Harekat zamanlamasını TSK belirleyecek...

Haberin Devamı

Türkiye çok zor, çok kritik bir süreçten geçiyor. Son iki haftada yaşanan terör eylemleri bütün ülkeyi ayağa kaldırmış durumda. Hükümetin üzerindeki kamuoyu ve muhalefet baskısı da giderek şiddetini arttırıyor.

Özellikle Dağlıca’da 12 askerin şehit, 8’inin de kaybolması üzerine kamuoyunda öyle bir hava esmeye başladı ki hemen herkes hükümeti suçluyor; “Tezkere çıktı. Daha ne bekleniyor, asker Kuzey Irak’a niye girmiyor?” diye soruluyor.

“Hükümet ayak sürüyor, kamuoyu tepkisi yüzünden tezkereyi çıkardılar ama yine bir şey yapmayacaklar.
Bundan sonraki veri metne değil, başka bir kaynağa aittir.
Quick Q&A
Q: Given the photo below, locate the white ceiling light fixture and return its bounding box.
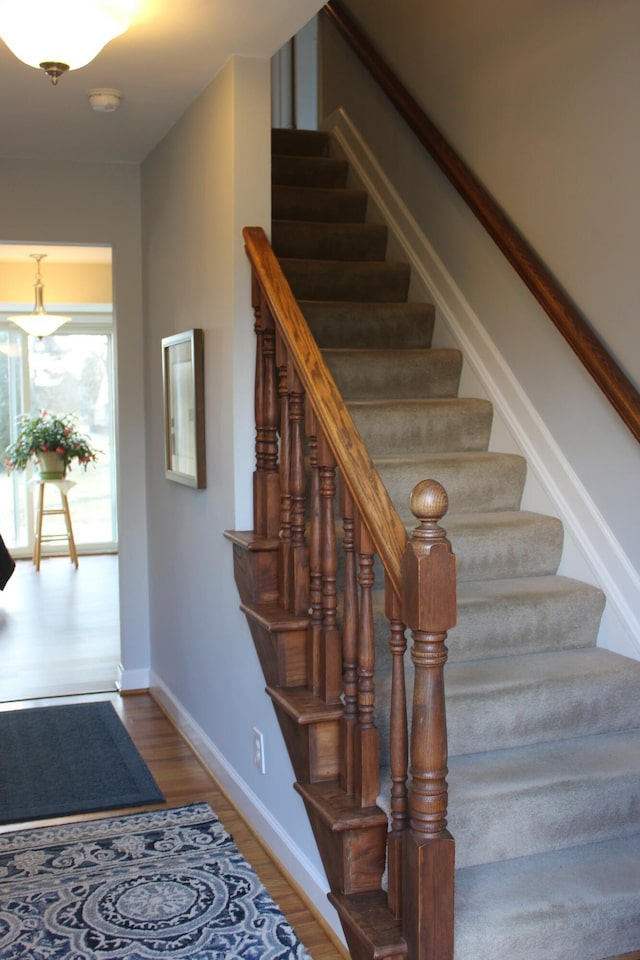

Sınır ötesi harekatı göze alamıyorlar” diye suçlanıyor AKP hükümeti.

Gerçekten öyle mi? Hükümet gerçekten tezkereyi ortamın sakinleşmesi, kamuoyu tepkisinin yatışması için mi çıkardı? Sınır ötesi harekatı göze alamıyor mu? ABD’nin telkinleri doğrultusunda sınır ötesi harekattan vaz mı geçecek hükümet?

Dün bu soruları, bu tür iddiaları kabinenin etkili bir ismi ile konuştum. Sert tepki gösterdi, muhalefet sözcülerinin hükümete yönelik eleştiri ve suçlamalarının “haksız ve yakışıksız” olduğunu ileri sürdü.

“Tezkerenin gereği yapılacaktır” diyen söz konusu bakan, “Ne zaman?” sorusuna da şu karşılığı verdi:

“Bu tabii ki muhalefetin isteğine, kamuoyunun beklentisine göre olmayacak. Türkiye çok kapsamlı ve ciddi bir sınır ötesi harekata hazırlanıyor. Bunu günübirlik duygularımızla yönetemeyiz. İlk gün de açıklandı, ‘inşallah kullanmak zorunda kalmayız bu tezkereyi’ dendi. Tabii ki Irak ve ABD, Kuzey Irak’taki PKK meselesini yarın hallederse, örgütü tasfiye eder, lider kadroyu yakalayıp bize teslim ederse, o zaman niye illa da sınır ötesi operasyon yapalım? Ama bunun zayıf ihtimal olduğunu biz de biliyoruz. Muhtemelen sınır ötesi harekattan başka çare kalmayacak. Türkiye bunu yapacak. Ama bu kez yapılacak olan harekat, bundan önce yapılmış olan 24 sınır ötesi operasyondan çok farklı olacak. Hem kapsamı farklı olacak, hem özelliği. Bu harekatı bir defa yapıp sorunu kökten çözmek arzulanmıyor mu? Arzulanıyor. O zaman bunun hesabı, kitabı, planlaması çok iyi yapılmak durumunda... ”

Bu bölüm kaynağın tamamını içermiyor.